JACQUELINE MORAES: Afetou demais! Tudo que falamos ou fazemos hoje é afetado pela pandemia. Aqui no ES, temos muitas mulheres que são presidentes de sindicatos rurais, que atuam com artesanato, e elas foram levadas novamente para dentro das suas casas com a pandemia. Nós seguimos trabalhando, mas, o efeito é grande. Porque a política é emocional, o voto é emocional. É difícil transferir tudo isso para o virtual. Mas, acreditamos e estamos trabalhando muito para que mais mulheres alcancem espaços de liderança no nosso estado. As pessoas estão passando por muitas dificuldades. Pensando nisso, lançamos uma grande ação solidária coletiva, envolvendo as empresas e as organizações. A mobilização tem sido muito boa.
ABRIG: O combate à violência contra as mulheres é uma pauta transversal. Como são as ações do estado?
JACQUELINE MORAES: Nossa principal frente de ação hoje é justamente no combate à violência contra as mulheres.
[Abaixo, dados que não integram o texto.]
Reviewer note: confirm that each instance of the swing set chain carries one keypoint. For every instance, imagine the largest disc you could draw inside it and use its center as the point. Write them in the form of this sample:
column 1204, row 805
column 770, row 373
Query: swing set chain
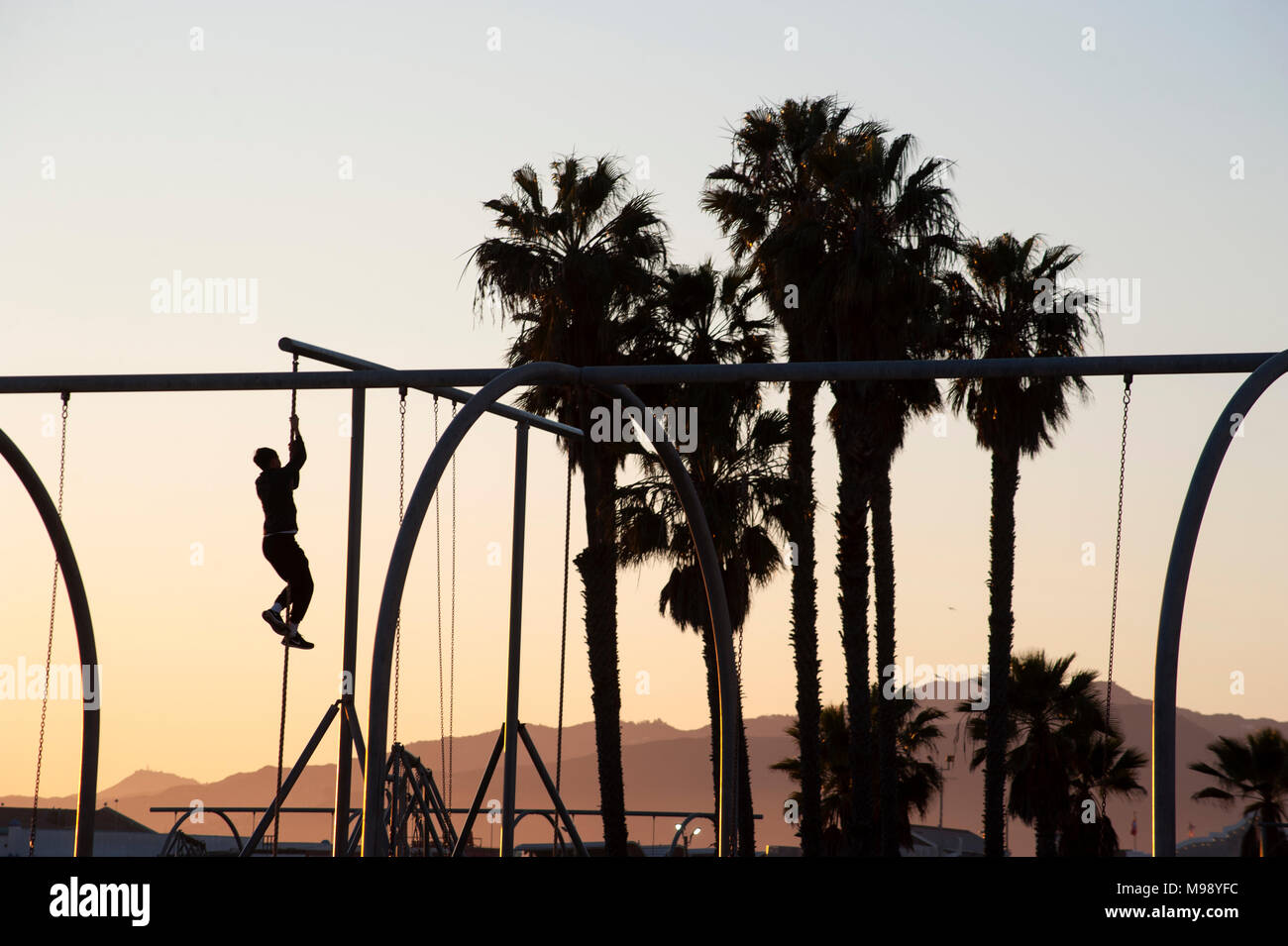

Às vezes parece que estamos enxugando gelo, mas trabalhamos para mudar essa realidade. Temos um ótimo programa de atendimento para homens que cometeram alguma violência contra mulheres. É uma construção de ressignificação. Mais de 95% deles mudam de atitude depois do curso. Mas, queremos agir antes que elas aconteçam pela primeira vez. Então, estamos trabalhando nas escolas, porque entendemos que precisamos mudar as coisas pequenas. Mudar a cultura e trabalhar pela educação e, já temos histórias de filhas que conversaram com suas mães e disseram que aquilo que elas sofriam todos os dias também era violência e que elas não podiam continuar aceitando. Quando esses pais e maridos entendem que podem aprender um novo tipo de comportamento que também será positivo para eles, e temos meninos educados para uma nova postura, aí sim estamos mudando a realidade.
Entrevista com Jacqueline Moraes, vice-governadora do Espírito Santo.